Some good TV I've been watching... P-Valley **no spoilers** but BAYBEEE the secks scenes have made me holler!!  And every one is having the secks!!!  Same secks!  Opposite secks!! Tittays OUT!!! Punani OUT!!!! Peen... OUT!!!!! wait.. is there peen out in this show or ws that another show?  It is a bit much but I'm here for it!! And I will say, whatever Diamond did to Mercedes to get the weight off her, I  NEED!!!
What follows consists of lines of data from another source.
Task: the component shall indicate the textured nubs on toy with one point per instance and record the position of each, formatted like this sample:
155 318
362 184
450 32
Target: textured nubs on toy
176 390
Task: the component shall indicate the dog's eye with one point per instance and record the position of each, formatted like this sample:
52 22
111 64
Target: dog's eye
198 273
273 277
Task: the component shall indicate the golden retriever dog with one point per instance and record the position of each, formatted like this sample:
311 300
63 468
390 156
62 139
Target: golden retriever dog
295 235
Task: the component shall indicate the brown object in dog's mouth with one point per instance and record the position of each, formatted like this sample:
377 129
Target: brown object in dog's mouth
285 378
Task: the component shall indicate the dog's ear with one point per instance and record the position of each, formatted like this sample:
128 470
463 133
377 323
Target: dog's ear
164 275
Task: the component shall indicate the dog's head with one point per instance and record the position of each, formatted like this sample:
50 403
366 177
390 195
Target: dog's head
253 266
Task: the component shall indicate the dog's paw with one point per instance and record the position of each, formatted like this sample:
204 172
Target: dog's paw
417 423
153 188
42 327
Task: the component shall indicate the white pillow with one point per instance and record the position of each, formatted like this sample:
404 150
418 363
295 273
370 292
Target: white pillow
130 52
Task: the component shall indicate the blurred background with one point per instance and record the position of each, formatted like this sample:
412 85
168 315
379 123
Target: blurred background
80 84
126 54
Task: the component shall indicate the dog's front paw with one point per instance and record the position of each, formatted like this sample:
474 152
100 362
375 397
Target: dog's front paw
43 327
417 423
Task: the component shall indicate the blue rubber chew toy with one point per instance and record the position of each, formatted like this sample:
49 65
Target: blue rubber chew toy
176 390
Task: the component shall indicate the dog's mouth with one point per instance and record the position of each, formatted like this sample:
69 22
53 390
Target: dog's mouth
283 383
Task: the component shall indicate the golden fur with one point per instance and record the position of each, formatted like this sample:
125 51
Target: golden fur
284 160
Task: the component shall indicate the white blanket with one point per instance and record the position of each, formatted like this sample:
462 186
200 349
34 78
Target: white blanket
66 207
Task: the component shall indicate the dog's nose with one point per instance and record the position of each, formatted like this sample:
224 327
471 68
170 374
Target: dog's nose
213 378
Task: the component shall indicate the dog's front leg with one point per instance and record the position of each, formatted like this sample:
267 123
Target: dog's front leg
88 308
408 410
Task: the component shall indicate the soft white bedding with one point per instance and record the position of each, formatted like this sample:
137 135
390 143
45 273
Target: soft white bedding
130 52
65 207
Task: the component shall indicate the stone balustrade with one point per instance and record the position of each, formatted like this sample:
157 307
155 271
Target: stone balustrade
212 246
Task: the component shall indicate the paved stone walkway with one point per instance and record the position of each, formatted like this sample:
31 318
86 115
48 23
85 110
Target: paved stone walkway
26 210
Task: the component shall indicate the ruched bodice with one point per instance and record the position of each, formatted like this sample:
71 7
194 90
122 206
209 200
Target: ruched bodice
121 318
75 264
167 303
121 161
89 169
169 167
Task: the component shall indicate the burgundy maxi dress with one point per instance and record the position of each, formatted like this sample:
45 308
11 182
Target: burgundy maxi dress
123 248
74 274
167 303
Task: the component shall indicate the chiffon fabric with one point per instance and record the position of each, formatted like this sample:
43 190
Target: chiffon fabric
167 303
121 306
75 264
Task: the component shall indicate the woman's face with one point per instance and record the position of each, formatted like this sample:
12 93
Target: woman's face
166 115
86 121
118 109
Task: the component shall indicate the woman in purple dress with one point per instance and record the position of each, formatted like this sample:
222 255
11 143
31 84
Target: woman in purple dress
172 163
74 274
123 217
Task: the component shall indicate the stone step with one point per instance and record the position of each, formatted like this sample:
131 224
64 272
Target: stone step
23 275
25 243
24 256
I just started re-watching New Girl and it still holds up.  It is a funny ass show.  I watched Dopesick and it is so fucked up that big pharma specifically that family in that show which is a real family are all about money,  I mean trying to heal people is NOT the main goal every.  I just finished the 2nd season of Russian Doll and that show was good!  I still have to start Stranger Things, I just haven't been in the mood.  And Barry... season 2 ep 5 was THEE most hilarious.  Now this is a dark comedy, but I literally laughed out loud the entire episode.  Like I shouldn't be laughing at people trying to kill other people, BUT I DID!!  Umbrella Academy left me wanting MORE!!!  I still can't get into The Expanse, but I finally got to a point where I was like OH OK... I get it.  Kenobi, is epic Star Wars goodness.  I like sci fi clearly!!  Ms. Marvel is a cute lil show.  And I am majorly pissed Naomi got canceled.  I started the latest season of Queen Sugar and Ralph Angel is still fine... but his accent isn't as ridiculous.  I need for Aunt Vi to calm down!! I'm only a few episodes in.  also, Everything's Trash so far so good, the main chicks acting is not the best, but I can dig it!

OK... I am feeling a little lighter now!  I still have a lot of thoughts and this is just a small snippet of my randomness but it's nice to get it down and off my chest.